Speak about Speech: Shuno の方言千夜一夜




第245夜

距離




 こないだ名古屋に行ったときの話は既に書いた。
 そこでたまたま話をした二人が、同じような面白い反応をした。
 俺の言葉に聞きなれないアクセントを感じたからだと思うのだが、どこから来たのか? と聞かれた。秋田だと答えると、「えっ、秋田ですか。ひょっとして車で?」
 秋田から名古屋まで車で行ったら一体、何十時間かかると思っているのだ。

 実は、似たような反応を、東京でもされたことがある。
「あら秋田ですか。新幹線で?」
「いや、飛行機で」
「えっ、飛行機?!」
 この人の場合、秋田新幹線があることを知っているだけまだいいが、共通しているのは、どうやら飛行機というのは非常に特殊なものらしい、ということだ。
 その前に、長距離移動ということ自体が特別な行為なのかもしれない。
 この人の場合、飛行機というと海外旅行というイメージがある、というようなことを言っていた。国内線というものがあることは、知識として知っているわけだが、自分にとってはピンとこないというわけだ。

 今は飛行機で往復すると二万円ちょっとである。ちょっと前までは三万みなくてはならなかったのだが。俺が学生の頃、座席の急行が片道で一万円未満、かなりその水準に近づいてきている。
 去年から、ANAJAL とも一便づつ増えて、なんと一日 7 往復。この便が満席なら次の便で、ということができるようになってきた。秋田新幹線「こまち」は依然として人気である。
 これだけ人の往来が盛んであれば、人の言葉遣いに変化が出ているだろうかというと、どうもそんな感じがしない。
 恐らく、盛んに移動する人と、そうでない人とが画然と別れているからだと思われる。
 これは妹から聞いた話だが、友人が、たとえば宝塚の芝居を見たい、と思っても、とても言い出せる雰囲気ではない、というのである。それを強行すれば、あの娘は遊び歩いてばかりいる、と言われてしまう。
 若い人も必ずしも開放的でない、という話は『日本風景論』という本を取り上げたときに書いた。東京〜標準語的なものに対するコンプレックスがあるから、迎合したり、ことさらに否定してみたりする。これが柔軟な変化を拒む。
 そういう心根の問題がある。

 ワールドゲームズが、一向に盛り上がらないまま始まろうとしているが、これなんかも、コミュニケーション不全の一例ではないかと思ったりする。
 今日は竿灯祭りの真っ最中だが、そこでワールドゲームズの宣伝をしている。竿灯は 8/3〜6、ワールドゲームズは 8/16〜26. 竿灯で秋田に遊びにきた人が、その 10 日後にまた来よう、と考えるだろうか。つまり、この期間に秋田で宣伝するってのはあんまり意味がないのである。むしろ、今、秋田に関心がない人、現時点で秋田にいない人に攻勢をかけるべきだろう。そういう人の方が圧倒的に多いわけだし。
 そこに思い至らないあたりが、コミュニケーション不全だと思うのである。
 マイナーなスポーツばっかり集めた大会、という印象が勝っているようだが、ビリヤード・ボウリング・フライング ディスク・ローラースケートと若者や固定ファンのいる種目は多いし、パラセーリングのように見た目の派手な種目もある。綱引きなんてのは各地で行われている。動員の難しいイベントではない筈なのだが。

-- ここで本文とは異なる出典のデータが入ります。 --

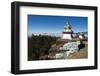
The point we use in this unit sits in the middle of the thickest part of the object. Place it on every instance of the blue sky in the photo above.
(55, 24)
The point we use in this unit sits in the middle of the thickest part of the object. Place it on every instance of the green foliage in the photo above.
(39, 45)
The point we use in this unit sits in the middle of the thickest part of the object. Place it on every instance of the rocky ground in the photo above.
(83, 53)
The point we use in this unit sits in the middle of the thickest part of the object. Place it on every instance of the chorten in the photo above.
(67, 34)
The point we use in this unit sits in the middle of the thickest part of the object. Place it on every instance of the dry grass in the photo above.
(83, 53)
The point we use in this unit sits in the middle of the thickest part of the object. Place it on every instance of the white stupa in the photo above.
(67, 34)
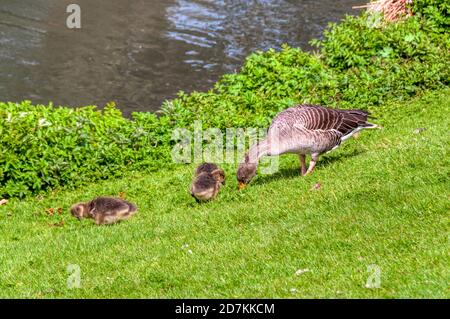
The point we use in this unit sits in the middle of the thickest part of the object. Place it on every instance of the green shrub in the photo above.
(362, 62)
(46, 147)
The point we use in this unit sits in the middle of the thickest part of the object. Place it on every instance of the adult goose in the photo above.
(303, 129)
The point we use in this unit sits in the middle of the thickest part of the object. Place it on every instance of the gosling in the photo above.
(207, 182)
(104, 210)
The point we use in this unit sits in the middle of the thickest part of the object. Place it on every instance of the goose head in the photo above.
(245, 173)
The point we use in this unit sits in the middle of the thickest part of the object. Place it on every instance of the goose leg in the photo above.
(312, 163)
(303, 164)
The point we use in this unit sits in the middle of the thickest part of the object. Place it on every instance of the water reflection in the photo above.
(140, 52)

 おそらく、色んなレベルで存在する途絶や表面的な交流が解消されない限り、方言は残るのだと思う。

 方言は、相互の意思疎通という観点から見ると、ある種の行き違いである、と言える。
 それを楽しむことができる人もいれば、できない人もいる。「エキゾチシズム」をどう捉えるか、という問題である。例えば、海外の生活習慣を見聞きして「面白い」と言うか「変なの」と言うか、の違いであろう。
「積極的に解消するべきだと考える」人がいたとしても、現実問題として「解消することができない」人がいる限り、結果的に、この「エキゾチシズム」は不滅である。
 ちょっと前までは、言葉遣いから「山の向こうの人だ」なんてことがわかったりした。
 これは、往々にして、「よそ者」意識と結びついた。言葉が平均化することによって、よそ者を排除する行為が減るのであれば、それは受け入れるべきなのかもしれない。
 それに、秋田市内ですら、北と南で、わずかながら言葉遣いの差異は残っているらしい。いわゆる「方言の衰退」が事実としてあるにしても、本当になくなってしまうのはずっと先のことであろう。そうそう心配することはないのではないか。
 そして、それが強制ではなく、自然に起こるもの、あるいは方言話者自らの選択によるものであるとすれば、受け入れても構わないだろう、と思う。

 なんか暗いね、今日の文章は。